O ministro Alexandre de Moraes autorizou nesta terça-feira uma operação de busca e apreensão contra Raimundo Cutrim, ex-secretário de Segurança Pública do Maranhão, apontado como a fonte de reportagens sobre o uso de carros oficiais por familiares do ministro Flávio Dino.
A operação foi pedida pela Polícia Federal, com parecer favorável da Procuradoria-Geral da República. O advogado do jornalista também foi alvo.
O que chama atenção não é a busca em si. É o caminho percorrido até ela.
A investigação foi do jornalista para a fonte
As reportagens são de Luís Pablo, que mantém um blog no Maranhão, e tratavam do uso de veículo oficial do Tribunal de Justiça do estado por familiares de Flávio Dino, hoje ministro do Supremo.
Segundo José Berilo de Freitas Leite, advogado de Cutrim, a decisão se apoiou em informações obtidas a partir da quebra do sigilo dos aparelhos eletrônicos do próprio jornalista. Foi assim que se chegou ao nome da fonte.
A ordem dos fatos é o ponto: primeiro se entrou no telefone de quem publicou, depois se identificou quem falou. A defesa afirma que ainda não teve acesso à íntegra dos autos.

O artigo que trata disso
A Constituição tem um dispositivo escrito para exatamente essa situação. O artigo 5º, inciso XIV: “é assegurado a todos o acesso à informação e resguardado o sigilo da fonte, quando necessário ao exercício profissional”.
O sigilo da fonte não existe para proteger o jornalista. Existe para proteger quem fala com ele — o servidor que entrega o documento, o funcionário que denuncia o desvio. Sem essa proteção, ninguém mais fala, e a reportagem que depende de documento interno deixa de existir.

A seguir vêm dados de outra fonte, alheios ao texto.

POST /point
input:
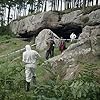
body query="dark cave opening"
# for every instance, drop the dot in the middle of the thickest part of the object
(67, 29)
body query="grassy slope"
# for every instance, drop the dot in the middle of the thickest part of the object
(11, 66)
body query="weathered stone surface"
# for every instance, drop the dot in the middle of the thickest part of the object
(88, 42)
(35, 23)
(94, 17)
(73, 17)
(42, 37)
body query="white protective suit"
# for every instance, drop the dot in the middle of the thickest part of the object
(72, 37)
(29, 58)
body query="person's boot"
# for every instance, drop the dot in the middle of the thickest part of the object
(27, 86)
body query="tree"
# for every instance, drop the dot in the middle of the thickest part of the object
(96, 2)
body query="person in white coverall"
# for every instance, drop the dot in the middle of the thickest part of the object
(72, 37)
(29, 58)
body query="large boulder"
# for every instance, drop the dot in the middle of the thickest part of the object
(35, 23)
(43, 36)
(94, 17)
(88, 43)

É a advertência que a defesa fez em nota: a preocupação não é com o caso individual, é com a exposição de alguém na condição de fonte.
Convém, no entanto, registrar o outro lado da moeda jurídica: a jurisprudência brasileira não trata essa garantia como absoluta. Quando a informação vazada é sigilosa por lei, existe entendimento de que a apuração do vazamento é possível — e é nesse terreno que a decisão se sustenta. A discussão é sobre até onde se pode ir, não sobre se pode.
Quem é o alvo
Raimundo Cutrim não é um personagem qualquer nessa história. É delegado aposentado da Polícia Federal, foi secretário de Segurança Pública do Maranhão e deputado estadual — e é adversário político declarado de Flávio Dino.
Ele já está preso, mas por outro caso: a acusação de obstruir uma investigação de homicídio envolvendo um parente. Cutrim nega. São processos distintos e não devem ser confundidos.
Essa condição de opositor é usada dos dois lados do argumento. Para uns, explica a motivação do vazamento; para outros, explica por que ele virou alvo.
O que ainda não se sabe
Não há decisão de mérito, não há condenação, e o conteúdo integral dos autos não é público. A defesa diz que não teve acesso.
Também não se sabe o que foi apreendido, nem qual o alcance exato da quebra de sigilo autorizada sobre os aparelhos do jornalista — informação que só a leitura do processo responde.
O que já se sabe basta para a pergunta que fica: se o caminho até uma fonte pode começar dentro do celular do repórter, o que sobra da garantia do artigo 5º?
Entidades de imprensa já haviam manifestado preocupação com a investigação sobre o jornalista em março, quando o caso começou a tramitar.